若ければなんでもできる、若さは"万病にきくバフ"だから……

 
ところで、こうして書いてみて改めて思ったのですが、若さって素敵ですね。
 
ぶっちゃけ、若ければなんとでもなるのです。
好きなように趣味生活が続けられるし、どう暮らしたって愛好家としてそこまで不自由なく暮らせるでしょう。若ければ社会性やソーシャルキャピタルはそこまで甚大な差になっていないし、自分自身の身体をぞんざいに扱ってもすぐには死にません。
 
けれども若さを失えば失うほど、趣味生活を続けていくための与件は厳しくなります。趣味生活に充てる時間やお金を維持するため、あるいは健康や体力をキープするために努力が必要になってくるのです。そのとき、コミュニケーション能力やソーシャルキャピタルは邪魔になることよりも助けになることのほうが多いでしょう。
 
ここで断っておきますが、同好の士と情報交換したり楽しさを共有したりするのも立派なソーシャルキャピタルです。そういう活動ができることだってコミュニケーション能力のうちです。それらの活動も心身の健康に資するものだから、繋がりってのはやっぱり大事だと私は思います。
 
若さはなんでもできる。
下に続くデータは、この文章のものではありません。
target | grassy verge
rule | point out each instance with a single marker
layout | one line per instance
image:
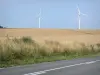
(27, 51)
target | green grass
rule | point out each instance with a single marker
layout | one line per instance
(27, 51)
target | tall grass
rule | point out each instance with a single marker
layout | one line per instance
(18, 51)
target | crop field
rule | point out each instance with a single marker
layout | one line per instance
(60, 35)
(28, 46)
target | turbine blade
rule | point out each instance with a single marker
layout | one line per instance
(84, 14)
(78, 9)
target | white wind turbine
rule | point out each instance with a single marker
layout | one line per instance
(79, 14)
(40, 19)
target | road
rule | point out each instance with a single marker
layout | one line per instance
(81, 66)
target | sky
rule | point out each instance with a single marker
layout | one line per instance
(54, 13)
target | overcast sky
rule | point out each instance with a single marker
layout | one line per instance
(54, 13)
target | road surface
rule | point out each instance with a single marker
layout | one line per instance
(81, 66)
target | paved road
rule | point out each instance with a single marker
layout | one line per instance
(82, 66)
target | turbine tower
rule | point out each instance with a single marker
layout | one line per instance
(79, 16)
(40, 18)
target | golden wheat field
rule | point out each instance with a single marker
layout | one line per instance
(60, 35)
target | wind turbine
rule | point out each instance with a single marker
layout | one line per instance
(79, 14)
(40, 18)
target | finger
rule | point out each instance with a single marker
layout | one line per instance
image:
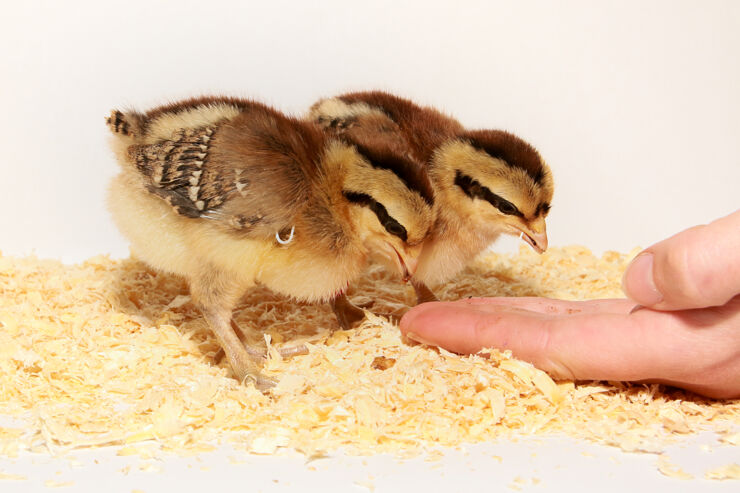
(683, 348)
(697, 268)
(553, 306)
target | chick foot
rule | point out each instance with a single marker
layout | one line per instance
(348, 315)
(423, 293)
(257, 354)
(242, 363)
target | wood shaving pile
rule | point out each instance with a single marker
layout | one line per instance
(112, 353)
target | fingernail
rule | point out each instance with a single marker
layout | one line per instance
(418, 338)
(638, 283)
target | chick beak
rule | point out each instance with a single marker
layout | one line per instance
(535, 236)
(406, 264)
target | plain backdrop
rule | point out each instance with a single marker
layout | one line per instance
(635, 104)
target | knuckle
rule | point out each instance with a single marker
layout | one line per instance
(683, 271)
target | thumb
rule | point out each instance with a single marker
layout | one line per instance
(697, 268)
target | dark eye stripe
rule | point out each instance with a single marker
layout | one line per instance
(391, 225)
(475, 190)
(543, 209)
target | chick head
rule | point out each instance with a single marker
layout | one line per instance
(497, 182)
(391, 203)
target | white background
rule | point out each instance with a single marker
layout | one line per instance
(635, 104)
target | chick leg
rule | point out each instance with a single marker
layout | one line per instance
(423, 293)
(216, 296)
(259, 354)
(348, 315)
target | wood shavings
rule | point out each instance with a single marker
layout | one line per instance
(4, 476)
(668, 468)
(112, 353)
(730, 471)
(50, 483)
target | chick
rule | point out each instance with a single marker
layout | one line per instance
(486, 182)
(229, 192)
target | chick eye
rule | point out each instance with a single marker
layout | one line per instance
(394, 227)
(507, 207)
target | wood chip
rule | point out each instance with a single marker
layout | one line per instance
(730, 471)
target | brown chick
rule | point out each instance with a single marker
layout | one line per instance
(230, 192)
(486, 182)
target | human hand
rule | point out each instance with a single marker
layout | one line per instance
(681, 325)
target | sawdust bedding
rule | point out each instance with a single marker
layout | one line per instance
(111, 353)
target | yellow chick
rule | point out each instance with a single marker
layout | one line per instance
(229, 192)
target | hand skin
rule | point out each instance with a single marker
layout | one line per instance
(680, 325)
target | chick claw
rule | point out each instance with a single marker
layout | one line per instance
(260, 355)
(348, 315)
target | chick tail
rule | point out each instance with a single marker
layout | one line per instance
(124, 124)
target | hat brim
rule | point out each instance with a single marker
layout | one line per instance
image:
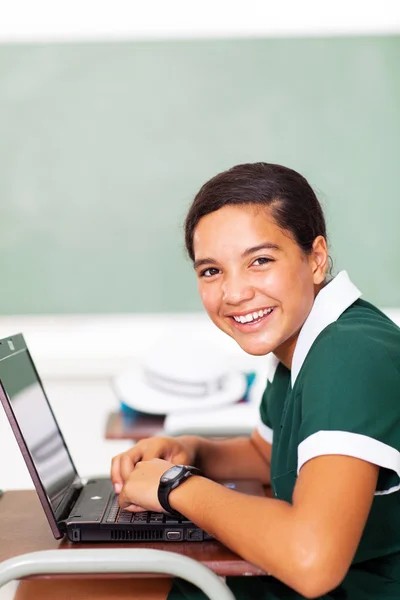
(133, 391)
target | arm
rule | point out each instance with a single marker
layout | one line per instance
(309, 545)
(247, 458)
(240, 458)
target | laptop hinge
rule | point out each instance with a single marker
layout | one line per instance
(66, 504)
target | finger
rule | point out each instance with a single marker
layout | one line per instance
(134, 508)
(116, 473)
(126, 466)
(136, 453)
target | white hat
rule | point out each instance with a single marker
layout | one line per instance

いうなれば若さは"万病にきくバフ*1のようなもの"なので、若いうちは趣味生活に埋没し、愛好家としてのクンフーを限界まで高めることが最適解と思い込みやすい時期ですが、年を取りながら界隈を眺めていて思うのは、そういう修行僧みたいな趣味生活をやってのけられること自体、若さというバフに支えられたもので、通例、そんなことを中年になってもがむしゃらに続けるのは至極困難、そうそう続けられるもんじゃないですよってことでした。
 
修行僧みたいな愛好家、かっこいいけど、死なない程度にお願いします。
 
 

*1:バフ:ゲーム用語。ゲームにおいてキャラクターの能力をかさ増しさせるボーナスのような効果を指す。ちなみに逆はデバフ。